Northeastern Section - 59th Annual Meeting - 2024

Paper No. 36-1
Presentation Time: 8:05 AM

PLANT WAX BIOMARKER PALEO-ECOLOGICAL BASELINES ACROSS THE USAMBARA MOUNTAINS, TANZANIA


SYLVIA, Jillian1, ITAMBU, Makarius2, JONIEC, Acadia3, LYON, Jenavieve1, SMITH, Matt1, ROBERTS, Patrick4, LENG, Qin3, YANG, Hong3 and PATALANO, Robert5, (1)Biological and Biomedical Sciences, Bryant University, 1150 Douglas Pike, Smithfield, RI 02917, (2)Archaeology and Heritage Studies, University of Dar es Salaam, Ubungo District, Dar es Salaam Region 00000, Tanzania, United Republic of, (3)Laboratory for Terrestrial Environments, Bryant University, 1150 Douglas Pike, Smithfield, RI 02917, (4)Department of Archaeology, Max Planck Institute for Geoanthropology, Jena, D-07745, Germany, (5)Archaeology, Max Planck Institute for the Science of Human History, Kahlaische Strasse 10, Jena, 07745, Germany

The Usambara Mountains in northeast Tanzania are a biodiversity hotspot harboring remarkably rich and diversified plants and animals which may have been endemic to the region since the early Miocene. These mountains are under the direct climatic influence of the Indian Ocean Monsoon and possess an exceptionally stable warm and humid climate regime. They thus serve as a refugium for formerly widespread plant species that once stretched from western through eastern Africa. Nevertheless, anthropogenic burning, logging, and cashcrop farming that began during the German colonial period, have transformed the Usambara Afromontane forest ecosystems, which in turn have altered surface water hydrology to such an extent that many mountain streams have become intermittent.

To date, little is known about the long-term role of deforestation or converting natural Afromontane vegetation to agricultural plantations on local hydrology (i.e., precipitation amount and distribution), as no deep-time climate or environmental records exist for the Usambaras even though it is believed that the forests may have been present in the early Miocene and persisted through periods of climate instability caused by Pleistocene glaciation.

In 2022, we collected 35 ecological baseline samples from both forest reserves and in areas with substantial human-induced landscape change along four altitudinal transects across the East and West Usambara Mountains.

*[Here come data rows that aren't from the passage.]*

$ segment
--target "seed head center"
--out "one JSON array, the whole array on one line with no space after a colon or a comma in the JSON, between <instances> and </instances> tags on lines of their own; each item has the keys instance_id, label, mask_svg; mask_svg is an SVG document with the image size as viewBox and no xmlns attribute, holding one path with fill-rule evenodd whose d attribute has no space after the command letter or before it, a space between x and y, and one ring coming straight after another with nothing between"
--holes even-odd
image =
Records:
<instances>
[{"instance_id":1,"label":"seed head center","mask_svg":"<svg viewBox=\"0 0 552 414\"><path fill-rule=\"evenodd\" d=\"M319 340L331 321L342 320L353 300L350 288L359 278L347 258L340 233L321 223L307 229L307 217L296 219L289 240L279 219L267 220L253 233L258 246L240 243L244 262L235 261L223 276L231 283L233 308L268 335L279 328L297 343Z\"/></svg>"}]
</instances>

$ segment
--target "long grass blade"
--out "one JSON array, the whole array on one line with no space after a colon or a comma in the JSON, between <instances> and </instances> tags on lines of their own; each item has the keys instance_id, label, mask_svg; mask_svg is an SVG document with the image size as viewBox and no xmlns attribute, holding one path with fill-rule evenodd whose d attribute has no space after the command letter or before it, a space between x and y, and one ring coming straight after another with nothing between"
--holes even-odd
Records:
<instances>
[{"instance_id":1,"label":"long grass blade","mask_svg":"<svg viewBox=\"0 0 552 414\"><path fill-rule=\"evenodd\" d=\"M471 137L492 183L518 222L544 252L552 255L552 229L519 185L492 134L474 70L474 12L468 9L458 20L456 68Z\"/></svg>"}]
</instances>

We extracted plant wax biomarkers (e.g., n-alkanes) from these samples. Their n-alkane distributions and molecular δ13C and δD values are correlated with the current environmental and climatic conditions of the Usambara Mountains, and the established relationships will be used for future reconstructions of paleoenvironments and paleoclimate in the region.